The preliminary government data released on Wednesday shows that the inflation-adjusted annualized growth rate of the U.S. Gross Domestic Product (GDP) is 3%, a significant reversal from the 0.5% contraction in the previous quarter. The Bureau of Economic Analysis report pointed out that net exports contributed 5 percentage points to GDP, while in the first quarter, they had recordly dragged down economic growth.
Trump stated: "The second quarter GDP just came out at 3%, far better than expected! 'Mr. Too Late' now has to lower interest rates. There is no inflation! Allowing people to buy houses and refinance for it!"
Tom Porcelli, Chief U.S. Economist at PGIM Fixed Income, said: "If you only look at the overall GDP changes, you cannot truly understand the conditions beneath the economic surface." He noted that quarterly GDP growth is strongly influenced by the highly volatile factors of inventory and trade. At the beginning of the year, companies imported goods in advance, leading to a surge in imports, which in turn dragged down the first quarter GDP.
Since the second quarter, goods imports have cumulatively decreased by 23% since March, completely erasing the "early import effect" from the tariffs in the first quarter, and further lowering the import levels. Meanwhile, exports only decreased by 2.5%, which means that net exports will significantly boost GDP in the second quarter. After excluding tariff-related fluctuations, the actual economic growth in the second quarter is moderate. Consumption expenditures, which account for two-thirds of GDP, only grew by 1.4%, marking the lowest growth rate for consecutive quarters since the pandemic; business investment growth has also noticeably slowed.
As trade and inventory fluctuations distort the annual GDP data, economists are more focused on the domestic private final sales demand indicator—growing only 1.2% in the second quarter, the weakest since the end of 2022.

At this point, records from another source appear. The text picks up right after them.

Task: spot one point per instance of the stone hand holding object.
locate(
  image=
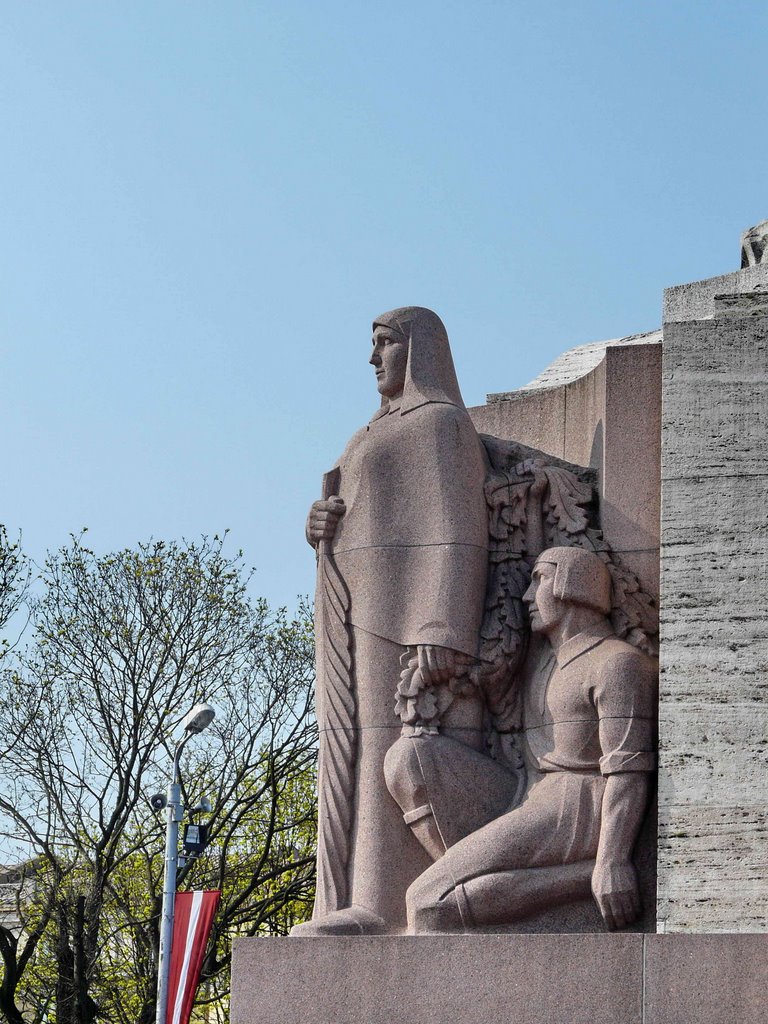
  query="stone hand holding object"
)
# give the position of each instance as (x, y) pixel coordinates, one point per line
(437, 665)
(615, 889)
(324, 518)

This Wednesday, three key data points will be released in succession, with the GDP report being the first signal. Although the Federal Reserve is expected to keep interest rates unchanged at today’s meeting, the report reveals contradictions in the potential demand trajectory: signs of easing policy uncertainty, with support from the stock market and consumer confidence. The U.S. government has reached trade agreements with the EU, Japan, and others, but if other negotiating parties fail to reach agreements by the Friday deadline, they will face higher tariffs.